IAALS, the Institute for the Advancement of the American Legal System at the University of Denver, released Unbundled Legal Services in the New Normal—a new report highlighting key takeaways from the national 2021 conference—in partnership with The Chicago Bar Foundation, the ABA Standing Committee on the Delivery of Legal Services, and the Self-Represented Litigation Network. Accompanying the release is the launch of an unbundling resource center on IAALS’ website, which will help various stakeholders like consumers, lawyers, and courts get how-to information on promoting and utilizing unbundled legal services.
Unbundled legal services, or limited-scope representation, is one way that people who are unable to afford a lawyer—and would end up representing themselves in court—can still receive legal assistance in their case. While typically lawyers handle all aspects of a case from beginning to end, a lawyer providing unbundled legal services works on and charges for only certain legal tasks within the broader case, often based on what their clients can afford and need help with most. Unbundled legal services are becoming a more popular and less expensive way to help people get legal assistance, which usually leads to better legal outcomes than forgoing legal assistance altogether.

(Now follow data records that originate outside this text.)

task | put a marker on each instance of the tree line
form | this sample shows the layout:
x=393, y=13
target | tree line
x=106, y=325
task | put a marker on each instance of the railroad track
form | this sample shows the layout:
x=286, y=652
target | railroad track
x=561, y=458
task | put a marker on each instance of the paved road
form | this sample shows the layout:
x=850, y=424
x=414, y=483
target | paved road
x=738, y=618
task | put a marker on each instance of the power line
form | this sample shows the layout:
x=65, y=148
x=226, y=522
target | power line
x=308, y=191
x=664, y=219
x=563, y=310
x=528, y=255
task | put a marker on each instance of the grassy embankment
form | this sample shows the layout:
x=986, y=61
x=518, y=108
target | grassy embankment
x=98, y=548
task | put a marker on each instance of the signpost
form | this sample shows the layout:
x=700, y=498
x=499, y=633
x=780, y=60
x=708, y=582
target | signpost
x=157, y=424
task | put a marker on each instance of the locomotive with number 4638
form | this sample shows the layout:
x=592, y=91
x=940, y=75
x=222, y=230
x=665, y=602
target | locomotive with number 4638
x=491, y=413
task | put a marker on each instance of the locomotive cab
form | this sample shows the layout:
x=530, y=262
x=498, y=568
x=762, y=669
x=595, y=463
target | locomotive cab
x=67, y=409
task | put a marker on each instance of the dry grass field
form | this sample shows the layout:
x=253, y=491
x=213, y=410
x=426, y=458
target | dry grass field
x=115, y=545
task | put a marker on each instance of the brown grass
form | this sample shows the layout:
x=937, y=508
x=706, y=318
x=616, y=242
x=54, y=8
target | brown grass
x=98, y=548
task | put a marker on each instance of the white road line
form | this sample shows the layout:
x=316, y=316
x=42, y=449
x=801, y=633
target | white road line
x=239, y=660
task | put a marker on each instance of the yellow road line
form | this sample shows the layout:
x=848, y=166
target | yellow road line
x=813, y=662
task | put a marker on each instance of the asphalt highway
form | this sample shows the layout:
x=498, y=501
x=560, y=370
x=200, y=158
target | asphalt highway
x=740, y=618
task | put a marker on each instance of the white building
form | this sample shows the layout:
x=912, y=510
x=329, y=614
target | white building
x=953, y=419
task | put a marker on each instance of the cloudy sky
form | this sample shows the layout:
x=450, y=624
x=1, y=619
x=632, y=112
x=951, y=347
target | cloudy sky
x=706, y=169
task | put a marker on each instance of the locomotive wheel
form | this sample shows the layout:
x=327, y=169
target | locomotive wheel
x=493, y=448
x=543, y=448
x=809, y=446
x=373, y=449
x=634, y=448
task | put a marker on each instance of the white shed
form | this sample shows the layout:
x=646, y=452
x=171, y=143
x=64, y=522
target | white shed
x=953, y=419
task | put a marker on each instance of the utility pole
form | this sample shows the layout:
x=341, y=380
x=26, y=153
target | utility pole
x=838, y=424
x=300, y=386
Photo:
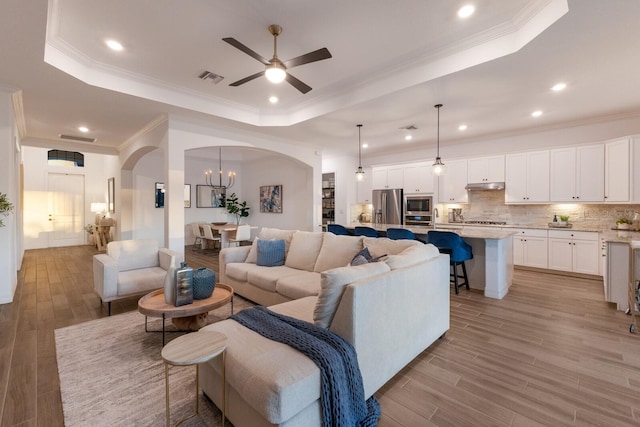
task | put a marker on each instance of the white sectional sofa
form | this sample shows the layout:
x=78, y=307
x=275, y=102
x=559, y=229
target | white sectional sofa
x=390, y=311
x=131, y=267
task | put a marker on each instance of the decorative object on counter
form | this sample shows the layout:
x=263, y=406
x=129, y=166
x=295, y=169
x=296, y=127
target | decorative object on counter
x=438, y=166
x=184, y=285
x=270, y=199
x=204, y=282
x=623, y=223
x=359, y=171
x=240, y=210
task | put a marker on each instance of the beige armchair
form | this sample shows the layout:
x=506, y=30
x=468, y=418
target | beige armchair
x=131, y=267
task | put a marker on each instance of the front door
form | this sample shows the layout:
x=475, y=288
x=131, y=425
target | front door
x=66, y=209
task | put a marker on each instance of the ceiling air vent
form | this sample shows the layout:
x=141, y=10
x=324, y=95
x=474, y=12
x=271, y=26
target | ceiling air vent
x=77, y=138
x=208, y=75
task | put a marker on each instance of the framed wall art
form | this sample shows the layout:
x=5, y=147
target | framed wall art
x=271, y=199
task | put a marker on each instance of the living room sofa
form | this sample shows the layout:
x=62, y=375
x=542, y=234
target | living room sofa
x=390, y=311
x=131, y=267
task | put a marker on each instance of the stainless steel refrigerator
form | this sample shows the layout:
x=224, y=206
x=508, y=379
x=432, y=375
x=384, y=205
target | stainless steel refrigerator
x=388, y=206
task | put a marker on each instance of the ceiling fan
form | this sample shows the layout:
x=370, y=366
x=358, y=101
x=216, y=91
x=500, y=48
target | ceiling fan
x=275, y=69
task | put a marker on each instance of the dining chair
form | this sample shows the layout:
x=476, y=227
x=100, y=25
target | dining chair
x=459, y=251
x=208, y=235
x=243, y=234
x=338, y=229
x=198, y=234
x=400, y=234
x=361, y=230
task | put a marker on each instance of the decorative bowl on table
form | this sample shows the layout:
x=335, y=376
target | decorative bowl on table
x=204, y=282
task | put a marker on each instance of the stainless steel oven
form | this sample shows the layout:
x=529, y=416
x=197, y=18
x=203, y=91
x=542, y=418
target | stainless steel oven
x=418, y=210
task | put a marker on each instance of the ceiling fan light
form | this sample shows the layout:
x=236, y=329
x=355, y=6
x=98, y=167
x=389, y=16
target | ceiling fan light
x=275, y=74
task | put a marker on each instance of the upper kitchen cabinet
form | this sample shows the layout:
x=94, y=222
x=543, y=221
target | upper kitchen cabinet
x=452, y=184
x=527, y=177
x=418, y=179
x=616, y=171
x=364, y=188
x=577, y=174
x=485, y=169
x=388, y=177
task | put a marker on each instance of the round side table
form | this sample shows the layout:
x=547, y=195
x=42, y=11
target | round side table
x=193, y=349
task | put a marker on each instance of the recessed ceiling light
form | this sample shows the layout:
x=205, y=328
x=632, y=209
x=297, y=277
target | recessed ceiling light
x=114, y=45
x=466, y=11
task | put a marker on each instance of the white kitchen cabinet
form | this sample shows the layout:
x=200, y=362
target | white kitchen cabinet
x=388, y=177
x=527, y=177
x=418, y=179
x=364, y=187
x=616, y=171
x=485, y=169
x=530, y=248
x=577, y=174
x=452, y=184
x=574, y=251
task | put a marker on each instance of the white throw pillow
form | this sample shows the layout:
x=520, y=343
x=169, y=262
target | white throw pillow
x=337, y=251
x=304, y=249
x=332, y=286
x=384, y=246
x=412, y=255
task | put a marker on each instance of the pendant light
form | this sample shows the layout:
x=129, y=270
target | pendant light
x=359, y=171
x=438, y=166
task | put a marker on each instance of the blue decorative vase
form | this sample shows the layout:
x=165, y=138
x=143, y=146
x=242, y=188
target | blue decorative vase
x=204, y=282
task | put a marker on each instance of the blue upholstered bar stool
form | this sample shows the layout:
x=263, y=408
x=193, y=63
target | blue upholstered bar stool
x=400, y=234
x=459, y=251
x=365, y=231
x=338, y=229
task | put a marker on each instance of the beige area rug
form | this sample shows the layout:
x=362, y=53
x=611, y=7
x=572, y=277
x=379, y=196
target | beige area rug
x=112, y=374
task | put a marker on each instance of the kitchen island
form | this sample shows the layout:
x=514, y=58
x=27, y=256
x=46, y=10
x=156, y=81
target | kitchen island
x=490, y=270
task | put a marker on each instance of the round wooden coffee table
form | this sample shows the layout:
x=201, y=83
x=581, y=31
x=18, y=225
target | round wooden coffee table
x=192, y=315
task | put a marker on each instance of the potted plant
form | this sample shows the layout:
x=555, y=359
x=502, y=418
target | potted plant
x=237, y=208
x=5, y=207
x=623, y=223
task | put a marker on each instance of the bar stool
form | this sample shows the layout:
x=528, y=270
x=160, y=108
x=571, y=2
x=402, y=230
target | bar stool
x=365, y=231
x=459, y=251
x=400, y=234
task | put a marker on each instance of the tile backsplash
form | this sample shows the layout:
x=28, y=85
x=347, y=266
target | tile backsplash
x=489, y=205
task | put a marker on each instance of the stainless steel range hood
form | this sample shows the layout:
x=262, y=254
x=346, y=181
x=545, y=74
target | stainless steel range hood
x=479, y=186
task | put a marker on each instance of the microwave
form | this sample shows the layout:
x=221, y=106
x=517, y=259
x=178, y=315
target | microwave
x=418, y=205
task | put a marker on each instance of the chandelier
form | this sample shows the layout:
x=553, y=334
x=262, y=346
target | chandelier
x=231, y=176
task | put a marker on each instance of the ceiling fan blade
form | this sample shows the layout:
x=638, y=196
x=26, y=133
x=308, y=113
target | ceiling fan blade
x=316, y=55
x=302, y=87
x=235, y=43
x=247, y=79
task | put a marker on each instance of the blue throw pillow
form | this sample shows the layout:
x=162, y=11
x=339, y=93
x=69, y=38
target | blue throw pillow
x=270, y=253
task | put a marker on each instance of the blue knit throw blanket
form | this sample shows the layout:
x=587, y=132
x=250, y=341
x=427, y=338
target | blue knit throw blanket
x=342, y=393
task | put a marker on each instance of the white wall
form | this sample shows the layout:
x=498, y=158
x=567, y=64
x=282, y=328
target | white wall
x=10, y=255
x=97, y=169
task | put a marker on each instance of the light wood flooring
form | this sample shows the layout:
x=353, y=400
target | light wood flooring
x=551, y=353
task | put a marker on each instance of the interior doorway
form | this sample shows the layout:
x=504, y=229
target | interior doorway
x=66, y=209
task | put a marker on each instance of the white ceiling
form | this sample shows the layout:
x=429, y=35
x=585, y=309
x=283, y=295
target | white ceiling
x=392, y=61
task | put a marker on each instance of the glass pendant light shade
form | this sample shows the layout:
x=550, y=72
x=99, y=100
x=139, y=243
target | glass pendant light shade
x=438, y=167
x=359, y=171
x=275, y=73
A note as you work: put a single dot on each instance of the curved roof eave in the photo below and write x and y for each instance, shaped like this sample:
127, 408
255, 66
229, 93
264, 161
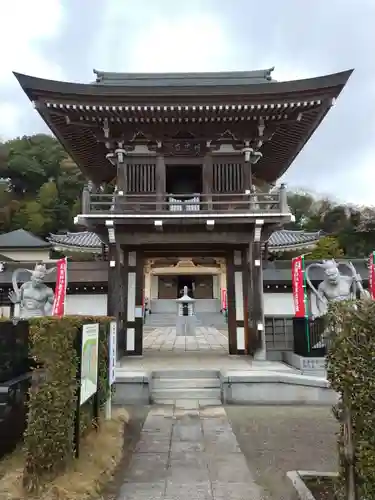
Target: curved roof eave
36, 87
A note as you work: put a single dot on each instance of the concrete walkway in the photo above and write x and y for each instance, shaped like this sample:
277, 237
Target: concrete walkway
206, 338
187, 454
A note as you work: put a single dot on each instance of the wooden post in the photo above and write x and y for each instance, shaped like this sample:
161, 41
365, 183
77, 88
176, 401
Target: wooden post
160, 182
122, 170
85, 200
133, 314
207, 179
113, 278
256, 293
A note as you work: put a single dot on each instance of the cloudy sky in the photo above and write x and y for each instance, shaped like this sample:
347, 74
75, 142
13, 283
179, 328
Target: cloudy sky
302, 38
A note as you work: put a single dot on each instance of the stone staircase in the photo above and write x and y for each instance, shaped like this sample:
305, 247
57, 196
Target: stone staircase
161, 320
169, 386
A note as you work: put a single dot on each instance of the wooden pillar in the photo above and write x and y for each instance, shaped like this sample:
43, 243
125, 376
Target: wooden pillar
115, 294
122, 170
257, 305
160, 181
246, 166
113, 280
208, 179
133, 310
231, 303
237, 286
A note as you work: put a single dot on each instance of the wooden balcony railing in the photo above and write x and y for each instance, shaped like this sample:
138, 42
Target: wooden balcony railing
189, 203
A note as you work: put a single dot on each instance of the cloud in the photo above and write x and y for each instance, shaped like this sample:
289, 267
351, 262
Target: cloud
158, 37
25, 27
300, 39
10, 115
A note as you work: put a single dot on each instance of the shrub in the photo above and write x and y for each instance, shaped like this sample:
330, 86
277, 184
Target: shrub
49, 437
351, 372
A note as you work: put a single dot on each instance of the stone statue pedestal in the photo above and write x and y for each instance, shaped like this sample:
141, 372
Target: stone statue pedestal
186, 320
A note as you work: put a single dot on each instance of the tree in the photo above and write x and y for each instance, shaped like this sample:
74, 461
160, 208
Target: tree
41, 185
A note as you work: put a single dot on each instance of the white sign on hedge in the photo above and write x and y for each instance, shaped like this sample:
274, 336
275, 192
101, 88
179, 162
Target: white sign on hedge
112, 352
89, 361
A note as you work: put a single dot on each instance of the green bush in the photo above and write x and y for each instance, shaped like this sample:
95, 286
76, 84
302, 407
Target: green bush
49, 437
351, 372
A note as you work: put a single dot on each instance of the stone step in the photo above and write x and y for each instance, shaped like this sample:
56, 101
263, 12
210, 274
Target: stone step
185, 374
177, 383
201, 403
196, 394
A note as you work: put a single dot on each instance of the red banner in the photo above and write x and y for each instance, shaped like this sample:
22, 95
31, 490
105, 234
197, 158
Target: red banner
371, 275
224, 304
58, 308
298, 286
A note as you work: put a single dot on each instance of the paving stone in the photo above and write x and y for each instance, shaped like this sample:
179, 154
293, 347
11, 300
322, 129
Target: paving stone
153, 443
187, 432
235, 491
187, 404
178, 447
188, 457
213, 412
142, 491
188, 490
232, 469
162, 411
147, 467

The three-day event highlighted that while there is increased use of technology and scalable unbundled services in this “new normal”—which makes starting an unbundled practice easier—important startup and ethical considerations remain for practitioners in this space, in addition to needed increased support by courts. The conference created a forum where an array of stakeholders shared their perspectives, gained better insights into collaborative roles, and learned about best practices to advocate for this service delivery model.